Directs the compiler to align the variable to an n-byte boundary with offset off within each n-byte boundary. Address of the variable is address mod n=off.

__declspec(vector) (Windows)

__attribute__(vector) (Linux)

Combines with the map operation at the call site to provide the data parallel semantics. When multiple instances of the vector declaration are invoked in a parallel context, the execution order among them is not sequenced.

__declspec(vector[clauses]) (Windows)

__attribute__(vector(clauses)) (Linux

Combines with the map operation at the call site to provide the data parallel semantics with the following values for clauses:

  • processor clause: processor(cpuid)

  • vector length clause: vectorlength(n)

  • linear clause: linear(param1:step1 [, param2:step2]…)

  • uniform clause: uniform(param [, param,]…)

  • mask clause: [no]mask

When multiple instances of the vector declaration are invoked in a parallel context, the execution order among them is not sequenced.

restrict

Permits the disambiguator flexibility in alias assumptions, which enables more vectorization.

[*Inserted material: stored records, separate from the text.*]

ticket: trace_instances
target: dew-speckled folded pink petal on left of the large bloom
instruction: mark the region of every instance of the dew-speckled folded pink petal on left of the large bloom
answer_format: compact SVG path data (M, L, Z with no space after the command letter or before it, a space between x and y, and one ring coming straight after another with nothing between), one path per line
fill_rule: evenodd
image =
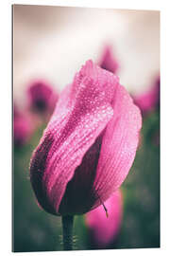
M67 183L112 118L110 101L117 86L117 77L88 61L61 93L30 164L31 183L44 210L59 213Z

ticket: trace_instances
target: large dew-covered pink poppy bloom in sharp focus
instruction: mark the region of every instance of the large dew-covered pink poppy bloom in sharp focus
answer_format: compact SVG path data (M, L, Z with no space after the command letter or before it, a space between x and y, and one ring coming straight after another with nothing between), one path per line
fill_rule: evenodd
M30 162L42 208L75 215L101 205L136 154L140 111L118 78L88 61L62 91Z

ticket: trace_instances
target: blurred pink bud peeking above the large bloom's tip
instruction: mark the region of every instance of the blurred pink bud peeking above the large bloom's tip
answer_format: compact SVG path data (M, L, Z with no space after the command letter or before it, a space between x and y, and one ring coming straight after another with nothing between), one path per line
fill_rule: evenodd
M111 46L106 46L104 48L102 57L101 57L98 65L100 65L100 67L102 67L114 74L116 73L116 71L119 68L119 64L117 63L115 57L112 54Z

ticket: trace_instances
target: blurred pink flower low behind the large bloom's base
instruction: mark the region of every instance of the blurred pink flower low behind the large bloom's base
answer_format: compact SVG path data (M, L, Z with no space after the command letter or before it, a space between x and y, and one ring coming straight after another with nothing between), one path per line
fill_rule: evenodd
M85 215L86 225L91 231L93 243L98 247L108 246L117 237L123 215L123 201L120 190L114 192L105 202L108 218L103 206Z

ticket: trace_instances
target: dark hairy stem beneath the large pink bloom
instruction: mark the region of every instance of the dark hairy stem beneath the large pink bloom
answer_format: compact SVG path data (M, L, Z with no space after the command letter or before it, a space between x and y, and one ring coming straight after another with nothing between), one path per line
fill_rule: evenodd
M62 216L63 249L72 250L74 216Z

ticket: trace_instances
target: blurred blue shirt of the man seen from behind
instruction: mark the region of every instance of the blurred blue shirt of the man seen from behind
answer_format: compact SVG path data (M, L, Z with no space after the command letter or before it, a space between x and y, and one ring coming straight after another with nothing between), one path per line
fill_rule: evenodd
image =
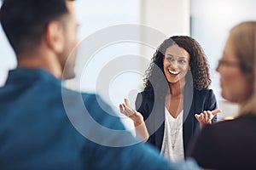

__declspec(vector_variant(clauses)) (Windows)

__attribute__(vector_variant(clauses)) (Linux)

Provides the ability to vectorize user-defined functions and loops. The clauses are as follows:

  • implements clause (required): implements (function declarator) [, simd-clauses])

  • simd-clauses (optional): one or more of the clauses allowed for the vector attribute

__assume_aligned(a,n)

Instructs the compiler to assume that array a is aligned on an n-byte boundary; used in cases where the compiler has failed to obtain alignment information.

__assume(cond)

Instructs the compiler to assume that the represented condition is true where the keyword appears. Typically used for conveying properties that the compiler can take advantage of for generating more efficient code, such as alignment information.

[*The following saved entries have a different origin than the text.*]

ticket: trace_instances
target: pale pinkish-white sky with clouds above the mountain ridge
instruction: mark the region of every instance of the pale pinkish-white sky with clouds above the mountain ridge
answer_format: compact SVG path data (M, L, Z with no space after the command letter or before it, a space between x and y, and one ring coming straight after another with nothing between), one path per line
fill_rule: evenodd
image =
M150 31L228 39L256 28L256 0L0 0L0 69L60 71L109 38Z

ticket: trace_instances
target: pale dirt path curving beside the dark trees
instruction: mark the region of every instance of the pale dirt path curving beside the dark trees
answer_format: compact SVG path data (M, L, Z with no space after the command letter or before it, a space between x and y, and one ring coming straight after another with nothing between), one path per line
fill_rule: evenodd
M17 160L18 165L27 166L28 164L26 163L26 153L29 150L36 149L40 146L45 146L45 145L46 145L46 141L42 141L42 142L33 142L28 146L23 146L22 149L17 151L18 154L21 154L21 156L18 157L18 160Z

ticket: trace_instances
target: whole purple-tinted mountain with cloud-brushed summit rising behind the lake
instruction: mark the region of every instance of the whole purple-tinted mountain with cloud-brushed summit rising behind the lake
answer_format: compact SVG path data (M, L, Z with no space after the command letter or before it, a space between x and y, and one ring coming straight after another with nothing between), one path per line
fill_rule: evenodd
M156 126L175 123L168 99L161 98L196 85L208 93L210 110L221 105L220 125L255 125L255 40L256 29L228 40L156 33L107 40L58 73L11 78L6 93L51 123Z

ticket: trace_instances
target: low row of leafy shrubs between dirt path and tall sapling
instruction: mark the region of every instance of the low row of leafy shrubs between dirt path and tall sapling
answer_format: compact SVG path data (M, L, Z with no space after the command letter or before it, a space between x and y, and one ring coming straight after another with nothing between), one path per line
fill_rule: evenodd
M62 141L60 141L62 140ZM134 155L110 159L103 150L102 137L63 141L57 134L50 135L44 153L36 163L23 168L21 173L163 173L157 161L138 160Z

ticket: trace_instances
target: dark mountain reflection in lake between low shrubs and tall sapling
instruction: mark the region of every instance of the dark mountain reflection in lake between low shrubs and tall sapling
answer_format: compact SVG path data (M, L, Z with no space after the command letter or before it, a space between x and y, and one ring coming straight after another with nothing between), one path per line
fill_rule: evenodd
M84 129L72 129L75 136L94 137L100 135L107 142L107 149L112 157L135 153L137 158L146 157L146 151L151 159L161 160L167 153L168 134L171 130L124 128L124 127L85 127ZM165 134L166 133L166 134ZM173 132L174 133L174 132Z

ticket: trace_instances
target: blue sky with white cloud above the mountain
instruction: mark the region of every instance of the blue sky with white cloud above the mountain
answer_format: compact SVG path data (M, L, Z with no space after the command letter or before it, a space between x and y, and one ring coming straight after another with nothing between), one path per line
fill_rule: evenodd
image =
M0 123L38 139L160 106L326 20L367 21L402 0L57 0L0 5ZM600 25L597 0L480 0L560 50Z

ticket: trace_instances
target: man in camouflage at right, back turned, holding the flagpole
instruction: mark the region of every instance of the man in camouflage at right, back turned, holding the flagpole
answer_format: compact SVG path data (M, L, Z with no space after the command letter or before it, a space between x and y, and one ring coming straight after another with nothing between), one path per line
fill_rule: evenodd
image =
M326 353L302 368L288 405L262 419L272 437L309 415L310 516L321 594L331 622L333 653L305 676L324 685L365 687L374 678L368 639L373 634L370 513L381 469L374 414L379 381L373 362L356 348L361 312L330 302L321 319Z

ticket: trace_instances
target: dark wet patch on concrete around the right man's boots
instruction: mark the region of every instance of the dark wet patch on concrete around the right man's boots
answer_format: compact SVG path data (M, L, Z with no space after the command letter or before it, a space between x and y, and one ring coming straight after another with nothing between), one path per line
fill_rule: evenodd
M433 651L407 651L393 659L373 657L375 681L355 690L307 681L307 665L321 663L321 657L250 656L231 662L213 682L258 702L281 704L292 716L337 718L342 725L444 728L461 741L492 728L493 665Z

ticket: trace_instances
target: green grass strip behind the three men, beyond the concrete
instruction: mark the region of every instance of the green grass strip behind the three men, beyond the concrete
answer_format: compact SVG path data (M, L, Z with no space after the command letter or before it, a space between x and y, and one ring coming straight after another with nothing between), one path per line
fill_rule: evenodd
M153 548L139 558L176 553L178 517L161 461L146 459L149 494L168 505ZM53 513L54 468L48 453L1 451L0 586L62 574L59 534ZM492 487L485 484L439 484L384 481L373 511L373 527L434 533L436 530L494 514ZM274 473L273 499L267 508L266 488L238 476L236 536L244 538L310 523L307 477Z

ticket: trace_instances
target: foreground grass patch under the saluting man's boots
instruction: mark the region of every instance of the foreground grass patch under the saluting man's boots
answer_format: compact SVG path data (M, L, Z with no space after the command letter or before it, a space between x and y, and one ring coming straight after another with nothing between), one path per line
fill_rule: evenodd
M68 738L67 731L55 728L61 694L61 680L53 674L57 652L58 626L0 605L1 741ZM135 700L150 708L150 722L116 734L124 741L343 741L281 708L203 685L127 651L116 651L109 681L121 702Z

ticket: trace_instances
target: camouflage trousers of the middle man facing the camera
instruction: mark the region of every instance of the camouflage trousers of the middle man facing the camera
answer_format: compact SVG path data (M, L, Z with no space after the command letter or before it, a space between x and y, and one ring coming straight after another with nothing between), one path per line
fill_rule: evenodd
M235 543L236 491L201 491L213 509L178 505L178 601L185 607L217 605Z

The following table summarizes the auto-vectorization hints that help vectorize your code:

Hint

Description

#pragma ivdep

Instructs the compiler to ignore assumed vector dependencies.

#pragma vector
{aligned|unaligned|always|temporal|nontemporal}

Specifies how to vectorize the loop and indicates that efficiency heuristics should be ignored. Using the assert keyword with the vector {always} pragma generates an error-level assertion message if the compiler efficiency heuristics indicate that the loop cannot be vectorized. Use #pragma ivdep! to ignore the assumed dependencies.

#pragma novector

Specifies that the loop should never be vectorized.

NOTE:

Some pragmas are available for both Intel® microprocessors and non-Intel microprocessors, but may perform additional optimizations for Intel® microprocessors than for non-Intel microprocessors.

The following table summarizes the user-mandated pragmas that help vectorize your code:

User-Mandated Pragma

Description

#pragma simd

Enforces vectorization of loops.

omp simd

Transforms the loop into a loop that will be executed concurrently using SIMD instructions.